# 6 months later and so much better



## unloved (Feb 17, 2010)

So I'm the woman who had a completely sexless marriage for 6 yrs (14 married yrs total). Husband had built up all kind of resentment towards me and possibly had an affair at the beginning of the whole dry spell.

Finally after being rejected for the umpteenth time, I confronted him and found out that he no longer loved me and was staying for our child and had assumed I was doing the same. I was 1 day from filing for divorce after weeks of "conversations" about what we were doing living as roomates. I told him the only one who could resolve his years old resentments was him and if he couldn't move beyond that than we wouldn't be able to work on fixing our marriage.

On March 8 of this year I approached him sexually one last time (I didn't tell him it was his last chance) and he responded. Awkward at first but we've been having regular sex (3-4 xs week) ever since and it's been increasingly exciting and varied. Downright hot most of the time.

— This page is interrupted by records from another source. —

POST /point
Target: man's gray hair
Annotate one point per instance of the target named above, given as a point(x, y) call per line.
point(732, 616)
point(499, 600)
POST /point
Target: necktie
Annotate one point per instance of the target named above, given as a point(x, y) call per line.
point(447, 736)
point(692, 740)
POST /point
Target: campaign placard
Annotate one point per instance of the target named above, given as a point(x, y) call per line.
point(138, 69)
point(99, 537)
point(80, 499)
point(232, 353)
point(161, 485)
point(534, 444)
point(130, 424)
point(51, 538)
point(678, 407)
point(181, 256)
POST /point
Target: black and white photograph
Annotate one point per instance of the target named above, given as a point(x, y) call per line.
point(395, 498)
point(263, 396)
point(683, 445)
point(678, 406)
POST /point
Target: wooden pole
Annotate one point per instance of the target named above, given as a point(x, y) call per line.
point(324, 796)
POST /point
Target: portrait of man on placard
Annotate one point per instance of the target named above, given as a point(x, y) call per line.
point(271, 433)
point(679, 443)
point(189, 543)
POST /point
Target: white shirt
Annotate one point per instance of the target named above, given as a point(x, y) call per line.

I told myself in March that I wouldn't get my hopes up and would reevaluate in 6 months time to see if I wanted to stay. 

So here I am 6 months later, and while we have never talked about our relationship problems since that day in March (I don't bring it up because I don't want to ruin anything), things continue to move in a positive direction. He still hasn't told me that he loves me but he is performing more and more loving actions all the time. 

I feel like our marriage is back on track. 

Just wanted to share an update to the community that supported me so much during the most awful time in my life. I still lurk here often and have learned so much from all of you. I don't think without this site I'd have had the tools to make this turnaround possible. I'm a better wife for it. Thank you!


----------



## okeydokie (Sep 10, 2008)

thats awesome news, glad to hear it has gotten better


----------